Tuffeau : le creusé et le construit

Publié le 30 mai 2017

A mesure que les constructions en tuffeau s’élevaient, l’homme sortait ce matériau de la terre. A ces gigantesques volumes de pierres bâtis correspondent donc autant de vides immenses au cœur de la roche.

De siècles en siècles, des générations de carriers se sont enfoncées au cœur des carrières, creusant des  kilomètres de galeries et allant toujours plus profondément pour extraire de nouveaux blocs. Certains de ces labyrinthes remontent au Moyen Age mais beaucoup datent du XIXe siècle. Cette architecture creusée a ses formes géométriques : les galeries sont souvent de section rectangulaire, d’environ deux mètres de hauteur pour un peu plus de large. On y retrouve de nombreuses marques du labeur humain : inscriptions griffonnées ou graffitées sur les parois ou tableaux regroupant nombre de chiffres.  

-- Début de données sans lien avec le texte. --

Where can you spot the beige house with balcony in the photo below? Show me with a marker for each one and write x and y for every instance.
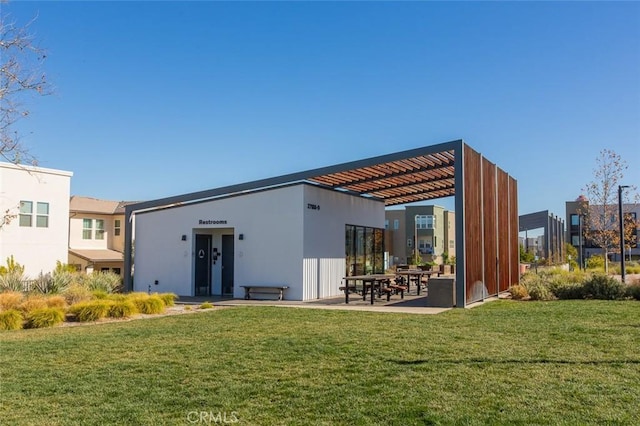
(96, 234)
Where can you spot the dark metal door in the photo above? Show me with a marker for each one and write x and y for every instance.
(203, 265)
(227, 264)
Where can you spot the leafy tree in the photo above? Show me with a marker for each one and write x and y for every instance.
(601, 209)
(572, 256)
(526, 256)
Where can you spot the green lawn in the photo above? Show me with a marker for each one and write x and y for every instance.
(570, 362)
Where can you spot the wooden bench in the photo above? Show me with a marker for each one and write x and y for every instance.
(264, 289)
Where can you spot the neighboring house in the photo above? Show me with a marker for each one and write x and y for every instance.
(426, 231)
(37, 199)
(576, 230)
(96, 234)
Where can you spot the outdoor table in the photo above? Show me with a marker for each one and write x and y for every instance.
(415, 274)
(372, 281)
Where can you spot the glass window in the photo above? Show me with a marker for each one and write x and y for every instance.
(575, 220)
(87, 229)
(26, 211)
(364, 250)
(99, 229)
(425, 222)
(42, 217)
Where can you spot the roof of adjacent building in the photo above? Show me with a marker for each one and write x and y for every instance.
(98, 255)
(95, 205)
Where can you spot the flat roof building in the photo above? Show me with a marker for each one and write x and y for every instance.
(307, 230)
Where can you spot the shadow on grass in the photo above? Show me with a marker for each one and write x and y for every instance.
(511, 361)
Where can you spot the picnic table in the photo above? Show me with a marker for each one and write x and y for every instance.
(415, 275)
(371, 282)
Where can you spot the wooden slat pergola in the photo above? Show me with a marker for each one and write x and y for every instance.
(487, 255)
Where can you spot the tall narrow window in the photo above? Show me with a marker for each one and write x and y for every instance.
(99, 229)
(26, 213)
(87, 229)
(42, 215)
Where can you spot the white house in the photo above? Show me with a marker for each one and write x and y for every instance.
(294, 235)
(38, 200)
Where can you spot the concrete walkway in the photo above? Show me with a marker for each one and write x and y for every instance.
(409, 305)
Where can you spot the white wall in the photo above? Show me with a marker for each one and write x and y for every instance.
(271, 252)
(37, 249)
(324, 236)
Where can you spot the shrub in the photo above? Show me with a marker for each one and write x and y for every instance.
(56, 302)
(10, 300)
(44, 317)
(149, 304)
(105, 281)
(62, 280)
(168, 299)
(569, 291)
(42, 284)
(122, 309)
(12, 281)
(91, 310)
(539, 291)
(32, 303)
(518, 292)
(76, 293)
(11, 319)
(99, 294)
(601, 286)
(595, 262)
(633, 291)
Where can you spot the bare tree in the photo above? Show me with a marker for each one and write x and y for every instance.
(601, 212)
(20, 77)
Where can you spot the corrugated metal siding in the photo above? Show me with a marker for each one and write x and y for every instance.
(322, 277)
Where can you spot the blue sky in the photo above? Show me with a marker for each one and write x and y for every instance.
(154, 99)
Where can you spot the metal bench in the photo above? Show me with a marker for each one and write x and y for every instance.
(264, 289)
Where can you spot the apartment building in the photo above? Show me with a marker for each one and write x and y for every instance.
(36, 200)
(576, 234)
(96, 234)
(425, 233)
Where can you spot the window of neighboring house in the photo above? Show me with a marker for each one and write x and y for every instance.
(26, 212)
(99, 229)
(87, 229)
(42, 215)
(425, 222)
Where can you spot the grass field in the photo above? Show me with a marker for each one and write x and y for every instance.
(570, 362)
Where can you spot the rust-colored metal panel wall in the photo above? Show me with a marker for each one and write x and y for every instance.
(504, 231)
(513, 238)
(490, 232)
(473, 225)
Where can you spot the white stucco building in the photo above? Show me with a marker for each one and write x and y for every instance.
(293, 235)
(38, 198)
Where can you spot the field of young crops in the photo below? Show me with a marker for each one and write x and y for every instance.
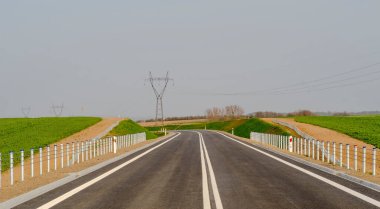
(27, 133)
(365, 128)
(242, 127)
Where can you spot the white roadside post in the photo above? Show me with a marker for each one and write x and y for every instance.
(317, 150)
(62, 155)
(22, 165)
(364, 159)
(334, 152)
(0, 170)
(290, 144)
(78, 153)
(340, 154)
(48, 158)
(73, 153)
(328, 152)
(91, 142)
(40, 150)
(11, 165)
(355, 158)
(55, 157)
(374, 162)
(32, 162)
(348, 156)
(323, 151)
(68, 154)
(114, 144)
(82, 151)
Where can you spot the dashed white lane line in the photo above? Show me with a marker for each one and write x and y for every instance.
(205, 191)
(97, 179)
(332, 183)
(214, 186)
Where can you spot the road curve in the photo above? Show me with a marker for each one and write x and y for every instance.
(207, 170)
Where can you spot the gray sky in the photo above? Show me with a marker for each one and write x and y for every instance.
(94, 55)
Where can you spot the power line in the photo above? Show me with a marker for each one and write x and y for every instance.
(308, 85)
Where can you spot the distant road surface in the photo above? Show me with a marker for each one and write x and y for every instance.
(207, 170)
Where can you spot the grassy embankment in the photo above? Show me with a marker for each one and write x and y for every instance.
(364, 128)
(27, 133)
(130, 127)
(242, 127)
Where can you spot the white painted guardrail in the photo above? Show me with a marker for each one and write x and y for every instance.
(322, 151)
(61, 156)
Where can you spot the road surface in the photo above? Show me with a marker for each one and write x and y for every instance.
(207, 170)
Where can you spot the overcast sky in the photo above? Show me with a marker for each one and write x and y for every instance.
(283, 55)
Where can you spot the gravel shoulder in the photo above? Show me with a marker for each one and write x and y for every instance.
(7, 191)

Rapidement, ces espaces ainsi vacants ont pu offrir un toit d’un genre particulier à ceux qui voulaient les occuper, souvent les mineurs eux-mêmes. Les entrées des petites carrières abandonnées ont  sans peine été reconverties en habitat. 

« Ils vendent la pierre qu’ils retirent de leurs excavations, de sorte que chaque maison en creux en produit une en relief, comme un plâtre qu’on ôterait d’un moule, ou une tour qu’on sortirait d’un puits… »  

- Théophile Gautier 

L’importance des « troglos »

Aujourd’hui encore, la connaissance exhaustive n’existe pas sur le troglodytisme en Val de Loire. Oubliées, obstruées, effondrées, nombre de cavités restent encore inconnues. Cependant l’importance de ce phénomène comme marqueur fort du paysage ligérien est indéniable.  

Le paysage troglodytique du Val de Loire comprend les « troglos » de plaine et les « troglos » de coteaux.  

Le troglo de plaine, en l’absence de falaises, est creusé dans les couches supérieures du tuffeau ou du falun autour d’une « carrie » ou cour.  

Le troglo de coteau, est creusé à la base de la falaise, celle-ci est entaillée en fer à cheval pour dégager la roche.   

Le travail d’inventaire des cavités souterraines du Val de Loire, entreprit depuis quelques années, pour prévenir les risques de glissement de terrain et d’effondrement notamment,  est loin d’être achevé.  

La tâche est immense, les parois rocheuses ont été très exploitées. Les pierres extraites n’ont pas servi qu’à des constructions locales ou régionales. On a autrefois exporté le tuffeau et la ville d’Alger par exemple en porte la trace.  

Certaines caves-cathédrales avoisinent les 20 mètres de hauteur. Elles témoignent du réseau interminable de galeries qui se développe dans le sous-sol. On compte parfois jusqu’à sept étages d’extraction. On estime que dans le Saumurois, même si on a inventorié à ce jour 14 000 caves,  le réseau souterrain creusé est de l’ordre de 1 000 à 2 000 kilomètres de linéaire. 

« Mais ce que la Loire a de plus pittoresque et de plus grandiose, c’est cette immense muraille calcaire mêlée de grès, de pierre meulière et d’argile à potier, qui borde et encaisse sa rive droite, et qui se développe au regard de Blois à Tours avec une variété et une gaîté inexprimables, tantôt roche sauvage, tantôt jardin anglais, couverte d’arbres et de fleurs, couronnée de ceps qui mûrissent et de cheminées qui fument, trouée comme une éponge, habitée comme une fourmilière. »  

- Victor Hugo,Voyage aux Pyrénées, 1843 

Extraire le tuffeau aujourd’hui

L’exploitation du tuffeau avait quasiment été abandonnée en 1950 au profit d’autres matériaux de construction. C’est en 1964 qu’est relancée l’extraction de cette pierre pour la rénovation de l’Abbaye de Fontevraud.  

L'exploitation du tuffeau connaît alors un nouvel élan, avec la mise au point d'une nouvelle machine de sciage en carrière et le déploiement de nouvelles techniques d'extraction et de mise en sécurité des galeries.  

L’extraction s’effectue dans les galeries souterraines à l’aide de machines de découpe montées sur des chariots élévateurs. Ces machines, les haveuses, opèrent des coupes, ensuite un coussin pneumatique est inséré dans les fentes. En gonflant, le coussin « éclate » les blocs de tuffeau, ce qui les décroche du fond de la galerie. Les blocs sont ensuite acheminés dans l’atelier de transformation pour que soient réalisés les « coupes de propreté » et le tranchage.